In a ceremony held at Scotiabank Sports Club, KSAFA formally announced the start of their new academy which will be operated by them and the Valeo Academy, whose president is Emileo Williams.

A delighted KSAFA President Wayne Shaw was excited about the formal commencement of the project, which is a major part of his mandate.

“When I just started (as president) that was one of the things I wanted to focus on, youth, because I have always said I don't think we are getting to a next World Cup unless we start investing in our youth, and I am very pleased about this partnership.”

Shaw thanked all the persons who were integral in the discussions that led to the formation of the academy.

“I want to say thanks to Chris James and Mark McDonald, who have engaged Emelio Williams from Valeo. I hope within the next five to six years we will be seeing players plying their trade in the USA and Portugal because of this venture.”

The functioning of an academy of this nature will no doubt require serious financial backing, but the career banker is certain that both he and his team will find ways to raise the funds to ensure success of the academy and, by extension, football in the country.

“Rudi Page will be partnering with us, trying to raise funds from England. He likes the idea, he likes what we are doing, and I think corporate Jamaica will come on board for something like this.

“This is something that is meaningful and once it involves youth I know corporate Jamaica will partner with us,” he opined.

The academy will begin operations fully starting today, but before that KSAFA and Valeo ran a pilot late last year to get a feel of what was to come, and this has led to a lot of optimism being expressed by Shaw.

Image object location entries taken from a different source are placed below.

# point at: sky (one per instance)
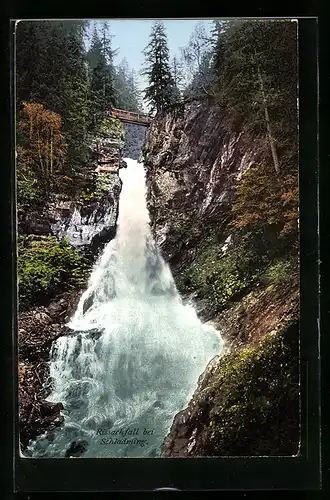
(130, 37)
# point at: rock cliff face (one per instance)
(193, 161)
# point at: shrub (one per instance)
(46, 267)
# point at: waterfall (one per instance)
(135, 352)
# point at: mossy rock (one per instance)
(46, 267)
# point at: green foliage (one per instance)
(161, 91)
(103, 182)
(46, 267)
(255, 398)
(220, 276)
(127, 92)
(111, 127)
(281, 272)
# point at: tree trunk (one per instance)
(269, 129)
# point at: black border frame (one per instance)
(228, 473)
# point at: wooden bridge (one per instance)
(130, 117)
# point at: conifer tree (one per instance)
(160, 92)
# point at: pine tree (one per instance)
(160, 92)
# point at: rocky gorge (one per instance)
(247, 401)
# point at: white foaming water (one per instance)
(135, 354)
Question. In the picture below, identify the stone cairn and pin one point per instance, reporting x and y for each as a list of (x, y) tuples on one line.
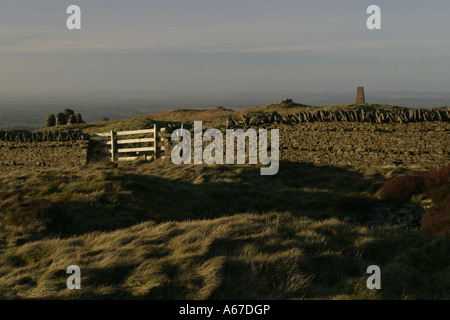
[(359, 115), (43, 136)]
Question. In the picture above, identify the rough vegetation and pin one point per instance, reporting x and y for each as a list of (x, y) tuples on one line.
[(155, 230)]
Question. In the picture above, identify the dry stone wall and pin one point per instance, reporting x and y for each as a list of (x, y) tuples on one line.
[(23, 155), (356, 144)]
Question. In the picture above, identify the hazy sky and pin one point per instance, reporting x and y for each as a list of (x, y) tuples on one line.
[(223, 46)]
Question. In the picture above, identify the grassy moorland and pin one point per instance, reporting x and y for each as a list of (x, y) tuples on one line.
[(155, 230)]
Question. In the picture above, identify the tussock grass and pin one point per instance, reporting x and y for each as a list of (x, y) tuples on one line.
[(244, 256)]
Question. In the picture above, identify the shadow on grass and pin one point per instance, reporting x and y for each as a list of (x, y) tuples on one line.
[(123, 197)]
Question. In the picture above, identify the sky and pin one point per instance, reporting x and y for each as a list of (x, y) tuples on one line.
[(223, 47)]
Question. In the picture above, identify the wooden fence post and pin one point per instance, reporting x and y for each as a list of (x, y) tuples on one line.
[(113, 146), (155, 127)]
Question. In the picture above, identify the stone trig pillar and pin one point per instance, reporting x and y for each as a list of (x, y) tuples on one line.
[(360, 96)]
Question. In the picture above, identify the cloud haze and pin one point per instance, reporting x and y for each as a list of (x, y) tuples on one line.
[(215, 46)]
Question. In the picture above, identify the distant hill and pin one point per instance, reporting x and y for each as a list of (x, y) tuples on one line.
[(211, 117)]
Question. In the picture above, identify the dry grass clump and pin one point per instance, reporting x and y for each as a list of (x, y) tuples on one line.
[(245, 256)]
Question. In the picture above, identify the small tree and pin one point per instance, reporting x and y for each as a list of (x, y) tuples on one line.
[(51, 120), (78, 117), (68, 113), (61, 119), (72, 119)]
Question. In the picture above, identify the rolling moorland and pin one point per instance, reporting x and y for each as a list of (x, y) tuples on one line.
[(156, 230)]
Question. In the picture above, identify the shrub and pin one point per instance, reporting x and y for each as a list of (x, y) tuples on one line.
[(401, 188), (79, 118), (72, 119), (437, 183), (61, 119), (68, 113), (436, 221)]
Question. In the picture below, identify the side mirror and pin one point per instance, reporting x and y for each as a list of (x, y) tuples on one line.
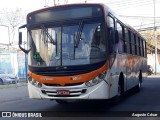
[(116, 37), (20, 40)]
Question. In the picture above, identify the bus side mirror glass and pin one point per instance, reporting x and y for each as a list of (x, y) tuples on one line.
[(116, 37), (20, 38)]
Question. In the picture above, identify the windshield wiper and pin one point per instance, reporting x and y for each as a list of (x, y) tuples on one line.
[(45, 31), (79, 33)]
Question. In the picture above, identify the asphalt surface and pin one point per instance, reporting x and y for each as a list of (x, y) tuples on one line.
[(148, 99)]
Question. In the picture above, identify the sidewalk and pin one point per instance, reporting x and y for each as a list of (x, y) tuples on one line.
[(154, 75)]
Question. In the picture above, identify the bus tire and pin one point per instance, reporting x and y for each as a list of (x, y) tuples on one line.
[(61, 101)]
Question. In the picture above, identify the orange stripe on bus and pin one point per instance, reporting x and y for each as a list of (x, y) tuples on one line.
[(62, 80)]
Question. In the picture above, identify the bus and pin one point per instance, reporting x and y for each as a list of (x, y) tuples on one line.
[(82, 52)]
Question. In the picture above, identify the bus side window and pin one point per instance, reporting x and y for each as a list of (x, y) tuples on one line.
[(127, 44), (135, 39), (132, 43), (121, 41), (111, 33), (137, 44)]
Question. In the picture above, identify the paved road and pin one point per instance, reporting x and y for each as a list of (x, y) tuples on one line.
[(148, 99)]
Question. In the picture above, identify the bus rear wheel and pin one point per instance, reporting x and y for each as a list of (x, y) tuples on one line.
[(138, 87)]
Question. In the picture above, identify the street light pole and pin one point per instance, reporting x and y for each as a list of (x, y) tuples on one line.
[(155, 41)]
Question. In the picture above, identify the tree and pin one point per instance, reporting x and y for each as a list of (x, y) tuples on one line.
[(12, 18)]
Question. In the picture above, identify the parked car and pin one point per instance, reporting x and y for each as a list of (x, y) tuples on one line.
[(7, 78)]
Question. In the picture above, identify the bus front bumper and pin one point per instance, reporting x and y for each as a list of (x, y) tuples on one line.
[(99, 91)]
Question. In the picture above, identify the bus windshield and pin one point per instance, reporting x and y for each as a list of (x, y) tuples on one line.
[(79, 44)]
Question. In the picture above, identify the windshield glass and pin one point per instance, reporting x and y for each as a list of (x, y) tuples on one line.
[(66, 46)]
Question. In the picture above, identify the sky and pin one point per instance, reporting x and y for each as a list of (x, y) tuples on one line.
[(130, 8)]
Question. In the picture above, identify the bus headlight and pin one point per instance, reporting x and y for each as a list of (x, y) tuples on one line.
[(34, 82)]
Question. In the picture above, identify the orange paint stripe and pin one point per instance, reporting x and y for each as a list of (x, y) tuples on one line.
[(62, 80)]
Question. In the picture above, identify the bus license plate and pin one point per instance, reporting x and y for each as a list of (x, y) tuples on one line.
[(63, 92)]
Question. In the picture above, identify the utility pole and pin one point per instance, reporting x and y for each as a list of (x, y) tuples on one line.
[(155, 41)]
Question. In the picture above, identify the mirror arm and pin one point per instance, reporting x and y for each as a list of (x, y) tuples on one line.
[(25, 51)]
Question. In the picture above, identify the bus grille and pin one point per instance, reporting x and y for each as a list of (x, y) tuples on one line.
[(73, 93), (70, 84)]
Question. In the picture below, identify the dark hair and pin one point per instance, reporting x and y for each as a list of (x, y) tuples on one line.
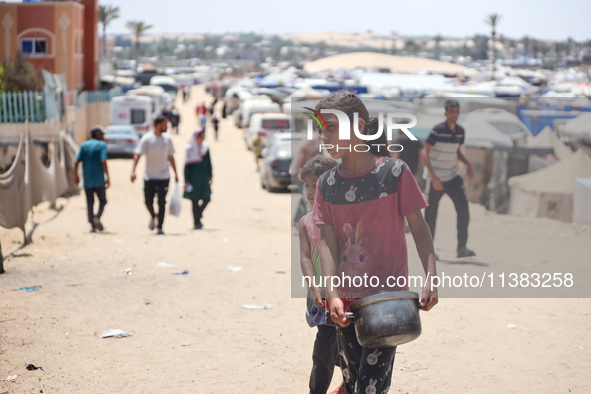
[(451, 104), (159, 119), (317, 165), (348, 102), (96, 130)]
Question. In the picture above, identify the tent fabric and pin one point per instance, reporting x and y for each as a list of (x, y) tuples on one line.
[(582, 201), (549, 192), (13, 205), (548, 139), (579, 126), (28, 182)]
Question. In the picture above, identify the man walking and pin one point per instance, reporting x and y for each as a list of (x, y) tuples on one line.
[(158, 149), (440, 156), (93, 156)]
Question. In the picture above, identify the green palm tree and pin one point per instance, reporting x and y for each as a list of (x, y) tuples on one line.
[(493, 20), (107, 14), (438, 38), (137, 28)]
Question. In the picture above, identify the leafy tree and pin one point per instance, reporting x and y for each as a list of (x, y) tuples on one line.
[(480, 50), (493, 20), (107, 14), (437, 40), (138, 29)]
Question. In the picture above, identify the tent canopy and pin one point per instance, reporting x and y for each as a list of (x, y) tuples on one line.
[(579, 126), (558, 178)]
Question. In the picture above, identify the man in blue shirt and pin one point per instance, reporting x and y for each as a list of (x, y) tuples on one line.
[(93, 156)]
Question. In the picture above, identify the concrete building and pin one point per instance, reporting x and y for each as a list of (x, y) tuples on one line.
[(58, 36)]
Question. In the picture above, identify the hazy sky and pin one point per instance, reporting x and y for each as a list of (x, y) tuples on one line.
[(546, 19)]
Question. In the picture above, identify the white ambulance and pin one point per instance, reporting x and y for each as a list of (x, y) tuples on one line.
[(132, 110)]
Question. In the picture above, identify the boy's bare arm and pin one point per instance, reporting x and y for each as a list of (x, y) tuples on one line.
[(437, 185), (328, 255), (306, 261), (463, 159), (106, 170), (424, 243)]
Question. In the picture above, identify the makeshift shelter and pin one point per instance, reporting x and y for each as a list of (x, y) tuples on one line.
[(578, 127), (582, 201), (549, 192), (548, 139), (395, 64)]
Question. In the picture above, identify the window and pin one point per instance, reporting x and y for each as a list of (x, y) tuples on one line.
[(34, 46), (138, 116), (276, 124)]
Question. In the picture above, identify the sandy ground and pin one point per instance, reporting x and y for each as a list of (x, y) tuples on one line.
[(190, 333)]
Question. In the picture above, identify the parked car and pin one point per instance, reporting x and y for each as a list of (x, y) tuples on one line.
[(121, 140), (130, 110), (276, 160), (263, 125)]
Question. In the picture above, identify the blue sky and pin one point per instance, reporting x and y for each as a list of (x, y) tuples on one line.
[(545, 19)]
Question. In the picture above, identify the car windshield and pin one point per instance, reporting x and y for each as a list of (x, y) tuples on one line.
[(276, 124), (283, 149), (122, 130)]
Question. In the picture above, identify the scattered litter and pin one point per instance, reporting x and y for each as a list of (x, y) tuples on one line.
[(30, 288), (264, 306), (163, 264), (115, 333)]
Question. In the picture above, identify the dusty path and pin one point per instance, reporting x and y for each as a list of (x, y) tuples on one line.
[(190, 333)]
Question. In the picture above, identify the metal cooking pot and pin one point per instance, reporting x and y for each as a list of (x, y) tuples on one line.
[(386, 319)]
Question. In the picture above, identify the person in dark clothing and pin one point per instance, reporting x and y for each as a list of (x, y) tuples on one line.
[(93, 156), (411, 151), (216, 124), (440, 156), (198, 175), (159, 151)]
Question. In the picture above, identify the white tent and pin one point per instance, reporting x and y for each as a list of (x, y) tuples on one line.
[(549, 192), (504, 121), (579, 126), (547, 139), (582, 201)]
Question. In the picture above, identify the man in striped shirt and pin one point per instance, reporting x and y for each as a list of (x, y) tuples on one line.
[(440, 156)]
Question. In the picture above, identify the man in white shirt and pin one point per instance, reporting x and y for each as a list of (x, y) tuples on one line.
[(159, 151)]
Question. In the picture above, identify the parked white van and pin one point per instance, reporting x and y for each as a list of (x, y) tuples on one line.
[(254, 105), (132, 110), (169, 84), (266, 124), (156, 94)]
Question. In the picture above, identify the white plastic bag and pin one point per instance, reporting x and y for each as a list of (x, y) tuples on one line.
[(175, 201)]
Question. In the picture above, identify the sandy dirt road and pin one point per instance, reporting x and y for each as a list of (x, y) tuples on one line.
[(190, 333)]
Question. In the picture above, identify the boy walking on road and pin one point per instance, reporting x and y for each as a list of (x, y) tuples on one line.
[(441, 155), (158, 149), (93, 156)]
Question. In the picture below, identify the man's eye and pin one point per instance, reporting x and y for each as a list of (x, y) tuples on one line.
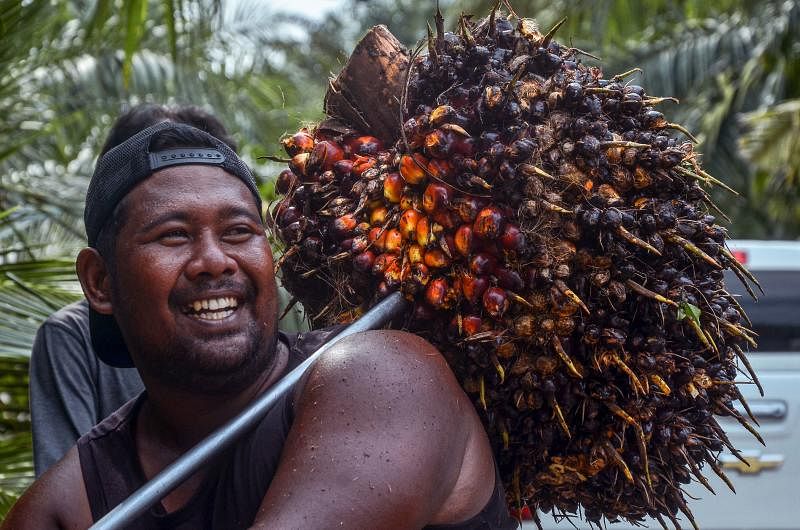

“They start from 10 years old but we started a pilot in October with players from eight years old, up to 15. We did it for two months and the response from the clubs has been good so far, and we will be resuming this Saturday at the Barbican football club. The club presidents and coaches are with us and I think this is going to be a success.”

Shaw insisted that the academy experience would be open to all who have the skill sets to matriculate, despite it being “club-centred” at the moment.

“We don't want to leave anyone out. It is really a KSAFA club initiative so we are going to have to sit down and find ways, of how we can get them (non-affiliated players) involved, just like how we got the academies involved in our Under-10 competition. It is something for the youth; it is really Kingston and St Andrew. So we are going to sit down and engage these parents and guardians and see how we can get these kids involved also,” he assured.

After an encouraging pilot project, the KSAFA top brass is now looking forward to a full-scale operation.

“It was successful. We didn't get enough kids because it was in the Manning Cup season and it was coming near to the Christmas season. But they got enough and Mr Williams and his partners were pleased with what they saw and they liked the quality and the skill of the players, so it is encouraging.”

The ultimate aim of the academy is to provide players for the Reggae Boyz pool in the nation's quest to return to another FIFA World Cup.

“We are hoping that out of this we get some young footballers representing the country, representing the Reggae Boyz, as we push the thrust to the 2026 (World Cup).”

Only time will tell if other associations will make an effort similar to what KSAFA is doing or more.